Publications
We develop a quantitative theory of business cycles with coordination failures. Because of demand complementarities and increasing returns, firms seek to coordinate production and multiple equilibria arise. We use a global game approach to discipline equilibrium selection and show that the unique dynamic equilibrium exhibits multiple steady states. Coordination on high production may fail after a large transitory shock, pushing the economy in a quasi-permanent recession. Our calibrated model rationalizes various features of the 2007-2009 recession and its recovery. Government spending, while generally harmful, can increase welfare when the economy is transitioning between steady states. Other policy instruments are preferable to fix miscoordination.
This paper explores whether rational herding can generate endogenous aggregate fluctuations. We embed a tractable model of rational herding into a business cycle framework. In the model, technological innovations arrive with unknown qualities, and agents have dispersed information about how productive the technology really is. Rational investors decide whether to invest based on their private information and the investment behavior of others. Herd-driven boom-bust cycles arise endogenously in this environment when the technology is unproductive but investors' initial information is unusually optimistic. Their overoptimism leads to high investment rates, which investors mistakenly attribute to good fundamentals, leading to a self-reinforcing pattern of higher optimism and higher investment until the economy reaches a peak, followed by a crash when agents ultimately realize their mistake. We calibrate the model to the U.S. economy and show that it can explain boom-and-bust cycles in line with episodes like the dot-com bubble of the 1990s.
We study optimal dynamic lockdowns against Covid-19 within a commuting network. Our framework integrates canonical spatial epidemiology and trade models, and is applied to cities with varying initial viral spread: Seoul, Daegu and NYC-Metro. Spatial lockdowns achieve substantially smaller income losses than uniform lockdowns. In NYM and Daegu—with large initial shocks—the optimal lockdown restricts inflows to central districts before gradual relaxation, while in Seoul it imposes low temporal but large spatial variation. Actual commuting reductions were too weak in central locations in Daegu and NYM, and too strong across Seoul.
Supplementary material: replication package, Vox column.
"Optimal Transport Networks in Spatial Equilibrium" Paper Slides Matlab Toolbox (joint with Pablo Fajgelbaum), July 2020, Econometrica, Vol.88, No.4, pages 1411-1452
We study optimal transport networks in spatial equilibrium.
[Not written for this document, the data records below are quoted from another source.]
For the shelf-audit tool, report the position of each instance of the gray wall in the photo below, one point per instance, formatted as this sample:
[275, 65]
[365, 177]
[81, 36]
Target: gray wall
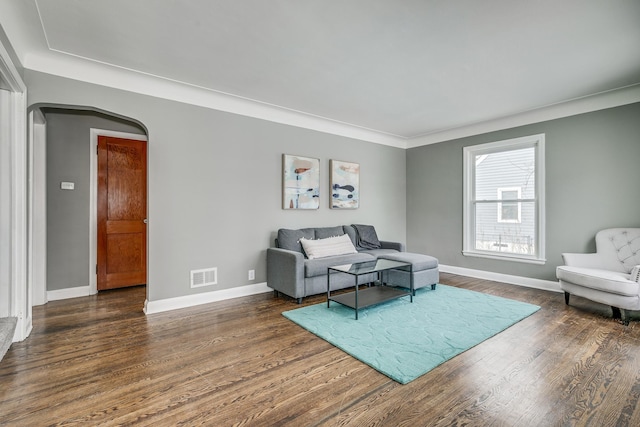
[68, 157]
[215, 183]
[592, 178]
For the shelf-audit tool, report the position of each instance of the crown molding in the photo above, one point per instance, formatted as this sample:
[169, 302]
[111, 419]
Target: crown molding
[77, 68]
[82, 69]
[587, 104]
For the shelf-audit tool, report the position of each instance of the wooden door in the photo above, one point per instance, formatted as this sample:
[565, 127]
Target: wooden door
[122, 213]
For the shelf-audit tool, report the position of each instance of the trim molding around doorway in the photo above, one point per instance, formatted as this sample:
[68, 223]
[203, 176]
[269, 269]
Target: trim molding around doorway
[93, 200]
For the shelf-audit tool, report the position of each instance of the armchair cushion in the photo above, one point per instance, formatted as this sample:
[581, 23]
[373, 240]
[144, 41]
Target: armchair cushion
[635, 274]
[602, 280]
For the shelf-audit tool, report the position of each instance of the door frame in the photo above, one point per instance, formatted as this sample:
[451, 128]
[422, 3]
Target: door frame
[93, 200]
[15, 121]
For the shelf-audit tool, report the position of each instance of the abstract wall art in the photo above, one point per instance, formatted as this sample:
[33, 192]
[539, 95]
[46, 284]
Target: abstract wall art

We develop a framework consisting of a neoclassical trade model with labor mobility in which locations are arranged on a graph. Goods must be shipped through linked locations, and transport costs depend on congestion and on the infrastructure in each link, giving rise to an optimal transport problem in general equilibrium. The optimal transport network is the solution to a social planner's problem of building infrastructure in each link. We provide conditions such that this problem is globally convex, guaranteeing its numerical tractability. We also study cases with increasing returns to transport technologies in which global convexity fails. We apply the framework to assess optimal investments and inefficiencies in observed road networks in European countries.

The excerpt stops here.